E assim, as verbas das demais ações, e em especial das ativações de marca foram se dividindo e minguando, e as que ficaram foram alocadas em ativações menos surpreendentes e mais óbvias, ligadas a rotinas do dia a dia.

Mas eis que esse novo mundo digital nos trás, também, uma luz no fim do túnel e uma possibilidade antes não imaginada de se impulsionar, controlar e mensurar os resultados das nossas ações.

Para começar, sabemos que a integração inevitável do “ao vivo” com o “digital” permite que ações antes limitadas ao público in loco se amplie exponencialmente. O fato fundamental é que a experiência de um consumidor junto a uma marca continua sendo uma poderosa ferramenta de fidelização. E a geração de conteúdo para as Redes Sociais é certamente uma necessidade desse novo mundo e uma das razões para que se traga novamente a inovação à tona, uma vez que o compartilhamento frenético de conteúdo, o boca-a–boca e a influência dos amigos nas redes sociais se tornam a cada dia mais importantes.

Assim, apesar de tudo, a criatividade das agências é ainda mais fundamental nos dias de hoje. As marcas que saírem na frente, se libertando das amarras desses últimos anos, tendo a coragem de ousar e inovar, certamente sairão vencedoras.

Outra questão relevante é que as novas ferramentas de gestão e a quase universalização dos smartphones e da internet, tornam possível a mensuração em tempo real das ações que estão ocorrendo em campo, revertendo um dos problemas antes existentes e se constituindo em uma ferramenta poderosa não apenas para a melhor divulgação e entendimento do que está sendo feito em campo, mas de uma sensação e de um efetivo controle sobre a verba gasta em cada ação.

Dessa forma, estamos diante de um momento de ressurgimento da criatividade e de um leque de iniciativas que se servirão desse novo mundo digital para realizar entregas mais eficientes e mensuráveis.
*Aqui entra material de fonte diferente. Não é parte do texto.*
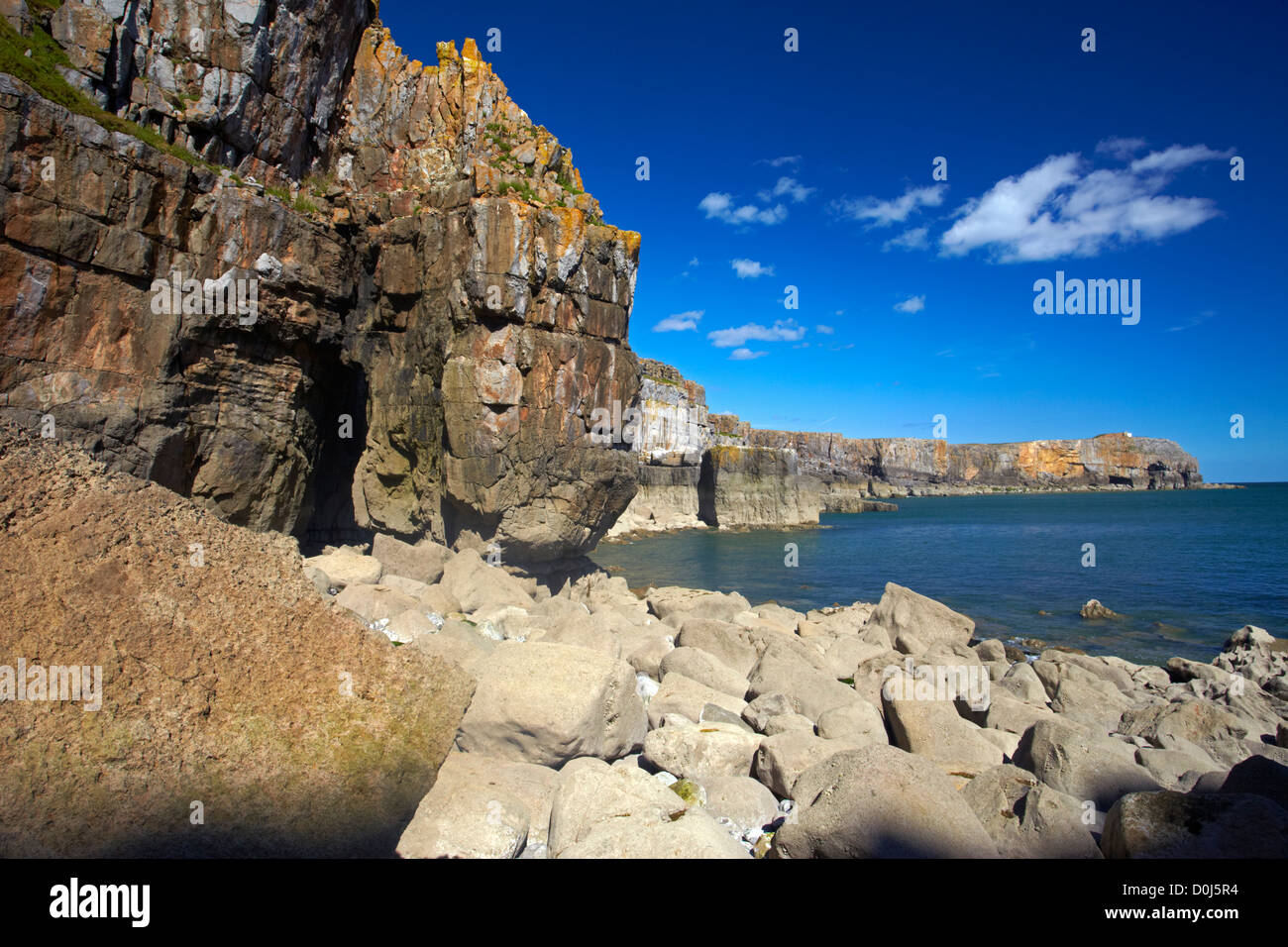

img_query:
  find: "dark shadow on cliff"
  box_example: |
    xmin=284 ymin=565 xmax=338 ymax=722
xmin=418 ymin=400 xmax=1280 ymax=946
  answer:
xmin=295 ymin=356 xmax=375 ymax=554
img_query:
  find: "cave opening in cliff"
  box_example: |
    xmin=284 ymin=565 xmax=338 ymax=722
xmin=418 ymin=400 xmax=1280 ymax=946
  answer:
xmin=295 ymin=355 xmax=375 ymax=554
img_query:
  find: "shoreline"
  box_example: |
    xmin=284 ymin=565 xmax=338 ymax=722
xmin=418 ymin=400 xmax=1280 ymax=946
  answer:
xmin=298 ymin=539 xmax=1288 ymax=858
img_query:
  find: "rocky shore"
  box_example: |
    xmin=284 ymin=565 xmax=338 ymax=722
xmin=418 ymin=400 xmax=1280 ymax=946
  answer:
xmin=305 ymin=536 xmax=1288 ymax=858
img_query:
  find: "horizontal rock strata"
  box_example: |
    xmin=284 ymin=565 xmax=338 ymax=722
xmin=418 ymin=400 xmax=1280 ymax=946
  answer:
xmin=609 ymin=359 xmax=1203 ymax=536
xmin=0 ymin=0 xmax=639 ymax=559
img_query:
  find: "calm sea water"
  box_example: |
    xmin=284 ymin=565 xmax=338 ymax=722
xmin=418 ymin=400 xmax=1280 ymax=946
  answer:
xmin=592 ymin=483 xmax=1288 ymax=664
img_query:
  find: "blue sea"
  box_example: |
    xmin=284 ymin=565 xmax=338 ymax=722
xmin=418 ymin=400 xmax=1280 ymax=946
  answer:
xmin=591 ymin=483 xmax=1288 ymax=664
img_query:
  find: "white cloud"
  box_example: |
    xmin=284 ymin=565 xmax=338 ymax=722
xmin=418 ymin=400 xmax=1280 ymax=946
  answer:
xmin=653 ymin=309 xmax=705 ymax=333
xmin=939 ymin=145 xmax=1225 ymax=263
xmin=756 ymin=155 xmax=802 ymax=167
xmin=1130 ymin=145 xmax=1234 ymax=174
xmin=881 ymin=227 xmax=930 ymax=250
xmin=707 ymin=320 xmax=805 ymax=349
xmin=1096 ymin=138 xmax=1145 ymax=161
xmin=832 ymin=184 xmax=948 ymax=227
xmin=756 ymin=177 xmax=818 ymax=204
xmin=729 ymin=259 xmax=774 ymax=279
xmin=698 ymin=191 xmax=787 ymax=226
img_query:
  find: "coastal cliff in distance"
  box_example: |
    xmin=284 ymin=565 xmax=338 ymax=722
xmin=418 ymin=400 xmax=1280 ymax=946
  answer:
xmin=609 ymin=359 xmax=1203 ymax=536
xmin=0 ymin=0 xmax=1201 ymax=562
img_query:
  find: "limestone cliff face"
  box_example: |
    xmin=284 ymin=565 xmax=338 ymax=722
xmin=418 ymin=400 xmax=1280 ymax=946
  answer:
xmin=609 ymin=359 xmax=819 ymax=536
xmin=0 ymin=0 xmax=639 ymax=559
xmin=609 ymin=360 xmax=1203 ymax=536
xmin=750 ymin=430 xmax=1203 ymax=492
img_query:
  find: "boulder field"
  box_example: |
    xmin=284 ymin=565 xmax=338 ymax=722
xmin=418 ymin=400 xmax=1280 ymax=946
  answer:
xmin=305 ymin=525 xmax=1288 ymax=858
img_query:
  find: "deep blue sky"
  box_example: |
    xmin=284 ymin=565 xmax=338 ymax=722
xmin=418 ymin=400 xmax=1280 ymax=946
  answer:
xmin=381 ymin=0 xmax=1288 ymax=480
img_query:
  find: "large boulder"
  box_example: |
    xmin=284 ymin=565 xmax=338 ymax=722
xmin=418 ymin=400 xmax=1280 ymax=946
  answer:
xmin=868 ymin=582 xmax=975 ymax=647
xmin=773 ymin=745 xmax=997 ymax=858
xmin=644 ymin=585 xmax=751 ymax=624
xmin=550 ymin=759 xmax=748 ymax=858
xmin=0 ymin=423 xmax=474 ymax=857
xmin=662 ymin=646 xmax=747 ymax=699
xmin=881 ymin=672 xmax=1005 ymax=766
xmin=1120 ymin=695 xmax=1261 ymax=767
xmin=304 ymin=549 xmax=385 ymax=588
xmin=454 ymin=641 xmax=648 ymax=767
xmin=398 ymin=753 xmax=559 ymax=858
xmin=1015 ymin=719 xmax=1158 ymax=811
xmin=648 ymin=672 xmax=747 ymax=727
xmin=702 ymin=776 xmax=778 ymax=836
xmin=962 ymin=764 xmax=1102 ymax=858
xmin=443 ymin=549 xmax=536 ymax=612
xmin=747 ymin=642 xmax=862 ymax=720
xmin=677 ymin=618 xmax=760 ymax=678
xmin=1100 ymin=791 xmax=1288 ymax=858
xmin=756 ymin=730 xmax=855 ymax=798
xmin=371 ymin=532 xmax=452 ymax=585
xmin=644 ymin=717 xmax=761 ymax=781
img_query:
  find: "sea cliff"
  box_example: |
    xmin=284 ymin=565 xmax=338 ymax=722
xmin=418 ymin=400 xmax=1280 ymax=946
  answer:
xmin=609 ymin=359 xmax=1203 ymax=536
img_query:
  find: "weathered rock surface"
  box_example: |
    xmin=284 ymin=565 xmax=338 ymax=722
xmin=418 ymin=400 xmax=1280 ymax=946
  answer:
xmin=0 ymin=11 xmax=639 ymax=561
xmin=0 ymin=421 xmax=474 ymax=857
xmin=1015 ymin=719 xmax=1158 ymax=811
xmin=962 ymin=764 xmax=1102 ymax=858
xmin=456 ymin=642 xmax=648 ymax=767
xmin=773 ymin=745 xmax=997 ymax=858
xmin=1100 ymin=791 xmax=1288 ymax=858
xmin=610 ymin=360 xmax=1203 ymax=536
xmin=398 ymin=753 xmax=559 ymax=858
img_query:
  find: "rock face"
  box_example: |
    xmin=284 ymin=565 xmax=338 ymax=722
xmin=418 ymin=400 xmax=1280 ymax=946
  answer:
xmin=0 ymin=0 xmax=639 ymax=559
xmin=0 ymin=421 xmax=474 ymax=858
xmin=750 ymin=430 xmax=1203 ymax=494
xmin=609 ymin=359 xmax=1203 ymax=536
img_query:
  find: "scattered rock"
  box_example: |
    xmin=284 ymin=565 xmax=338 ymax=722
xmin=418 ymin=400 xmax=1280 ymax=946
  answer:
xmin=452 ymin=641 xmax=657 ymax=767
xmin=767 ymin=734 xmax=997 ymax=858
xmin=1100 ymin=791 xmax=1288 ymax=858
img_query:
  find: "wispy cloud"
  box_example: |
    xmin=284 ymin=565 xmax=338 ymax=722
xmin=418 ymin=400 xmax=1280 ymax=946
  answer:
xmin=729 ymin=258 xmax=774 ymax=279
xmin=1096 ymin=138 xmax=1146 ymax=161
xmin=1167 ymin=309 xmax=1216 ymax=333
xmin=832 ymin=184 xmax=948 ymax=227
xmin=707 ymin=320 xmax=805 ymax=349
xmin=756 ymin=177 xmax=818 ymax=204
xmin=653 ymin=309 xmax=705 ymax=333
xmin=881 ymin=227 xmax=930 ymax=250
xmin=939 ymin=145 xmax=1228 ymax=263
xmin=698 ymin=191 xmax=787 ymax=227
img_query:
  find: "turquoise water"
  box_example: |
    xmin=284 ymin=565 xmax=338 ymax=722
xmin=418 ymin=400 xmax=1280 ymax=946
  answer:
xmin=592 ymin=483 xmax=1288 ymax=664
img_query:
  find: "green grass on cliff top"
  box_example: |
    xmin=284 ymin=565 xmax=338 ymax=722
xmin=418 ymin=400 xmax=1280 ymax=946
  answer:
xmin=0 ymin=18 xmax=214 ymax=167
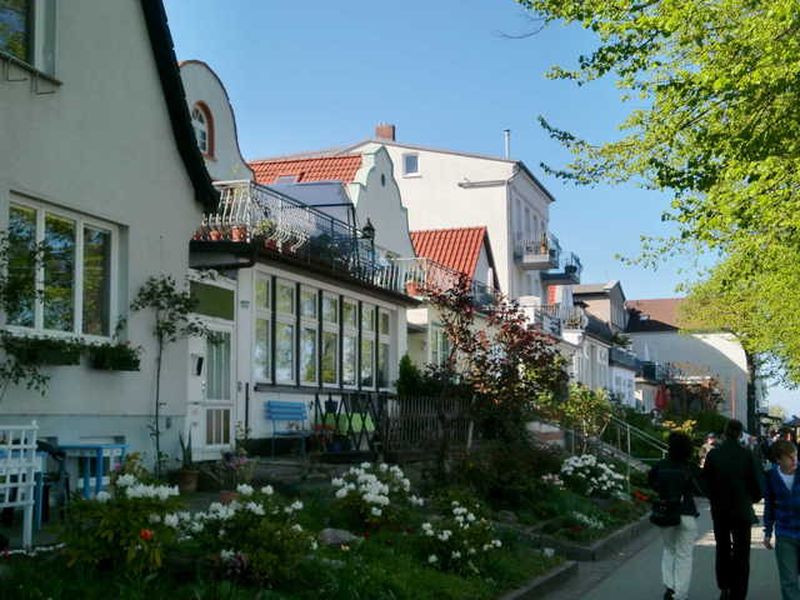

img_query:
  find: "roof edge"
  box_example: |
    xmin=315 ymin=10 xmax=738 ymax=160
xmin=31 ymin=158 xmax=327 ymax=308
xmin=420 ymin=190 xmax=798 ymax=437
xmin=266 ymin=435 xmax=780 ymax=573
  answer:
xmin=140 ymin=0 xmax=219 ymax=211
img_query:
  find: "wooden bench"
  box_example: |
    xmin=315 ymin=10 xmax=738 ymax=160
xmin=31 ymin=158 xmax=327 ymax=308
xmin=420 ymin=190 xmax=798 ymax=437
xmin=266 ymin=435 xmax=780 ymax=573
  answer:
xmin=264 ymin=400 xmax=312 ymax=457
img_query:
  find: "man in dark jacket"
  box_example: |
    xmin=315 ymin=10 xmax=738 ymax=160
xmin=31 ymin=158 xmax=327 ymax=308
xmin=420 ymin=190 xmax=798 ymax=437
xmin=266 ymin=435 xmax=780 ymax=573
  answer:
xmin=703 ymin=419 xmax=763 ymax=600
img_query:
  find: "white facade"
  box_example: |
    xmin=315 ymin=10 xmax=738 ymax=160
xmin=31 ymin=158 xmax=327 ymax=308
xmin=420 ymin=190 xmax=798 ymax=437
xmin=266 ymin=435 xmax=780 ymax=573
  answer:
xmin=0 ymin=0 xmax=212 ymax=457
xmin=181 ymin=61 xmax=413 ymax=450
xmin=348 ymin=140 xmax=552 ymax=302
xmin=630 ymin=332 xmax=749 ymax=423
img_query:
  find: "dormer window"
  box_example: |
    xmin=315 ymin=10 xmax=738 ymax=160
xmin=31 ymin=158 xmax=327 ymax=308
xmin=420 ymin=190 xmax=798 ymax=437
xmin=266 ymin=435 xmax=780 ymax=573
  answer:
xmin=192 ymin=102 xmax=214 ymax=157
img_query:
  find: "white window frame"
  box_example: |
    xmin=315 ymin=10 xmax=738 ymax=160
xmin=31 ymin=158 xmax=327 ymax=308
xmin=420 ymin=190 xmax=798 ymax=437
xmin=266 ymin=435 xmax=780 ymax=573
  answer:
xmin=297 ymin=285 xmax=322 ymax=386
xmin=319 ymin=292 xmax=342 ymax=387
xmin=250 ymin=272 xmax=274 ymax=383
xmin=339 ymin=296 xmax=361 ymax=389
xmin=272 ymin=278 xmax=300 ymax=385
xmin=375 ymin=308 xmax=392 ymax=390
xmin=401 ymin=152 xmax=420 ymax=177
xmin=6 ymin=194 xmax=120 ymax=342
xmin=358 ymin=302 xmax=378 ymax=390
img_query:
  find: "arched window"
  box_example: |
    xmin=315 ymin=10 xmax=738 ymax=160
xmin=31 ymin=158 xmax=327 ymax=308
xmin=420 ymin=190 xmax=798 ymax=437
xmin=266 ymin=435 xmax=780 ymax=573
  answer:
xmin=192 ymin=102 xmax=214 ymax=156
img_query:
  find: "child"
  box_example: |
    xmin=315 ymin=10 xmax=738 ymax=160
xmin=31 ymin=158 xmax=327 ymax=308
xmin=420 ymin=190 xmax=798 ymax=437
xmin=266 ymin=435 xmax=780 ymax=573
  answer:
xmin=764 ymin=440 xmax=800 ymax=600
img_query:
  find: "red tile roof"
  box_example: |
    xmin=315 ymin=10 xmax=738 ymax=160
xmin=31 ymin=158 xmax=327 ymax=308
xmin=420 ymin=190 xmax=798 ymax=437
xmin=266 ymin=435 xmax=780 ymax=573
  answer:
xmin=249 ymin=154 xmax=361 ymax=185
xmin=625 ymin=298 xmax=683 ymax=332
xmin=411 ymin=227 xmax=492 ymax=278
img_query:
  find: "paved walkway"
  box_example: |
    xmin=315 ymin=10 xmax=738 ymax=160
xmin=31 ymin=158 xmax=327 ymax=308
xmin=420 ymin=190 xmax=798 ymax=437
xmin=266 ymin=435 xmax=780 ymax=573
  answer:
xmin=542 ymin=503 xmax=781 ymax=600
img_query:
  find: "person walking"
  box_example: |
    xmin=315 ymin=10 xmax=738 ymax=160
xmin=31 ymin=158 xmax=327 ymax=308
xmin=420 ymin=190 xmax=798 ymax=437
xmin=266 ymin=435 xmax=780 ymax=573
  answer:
xmin=648 ymin=431 xmax=702 ymax=600
xmin=703 ymin=419 xmax=763 ymax=600
xmin=763 ymin=440 xmax=800 ymax=600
Nesse novo momento, as agências utilizarão ferramentas de gestão e de controle modernas para efetivamente mostrarem seus resultados. Na WeDo, por exemplo, criamos o conceito de Live BI, que nada mais é que o Business Intelligence aplicado ao Live Marketing. Com ele, juntamos ferramentas de gestão inovadoras – como o Marketing Monitor ou o PDV Info – a nossa capacidade operacional e analítica, para atingirmos maior produtividade e retorno aos investimentos realizados.

A alternativa a isso seria uma concentração na mesmice de sempre, com o foco em ações isoladas e cada vez menos estratégicas, e a continuidade de processos não integrados ao mundo digital, mas que pretendam entregar resultados diferentes. Ou seja, uma contradição e uma utopia neste novo mundo em que vivemos.

Agências criativas e sérias irão se fortalecer e solidificar o laço com seus clientes, exatamente por reconhecerem a importância de inovar, de se mensurar e de acompanhar cada ação e cada gasto de verba realizado com ferramentas inovadoras. Com isso, elas se destacarão e ajudarão todo o seu segmento a ressurgir para um novo momento.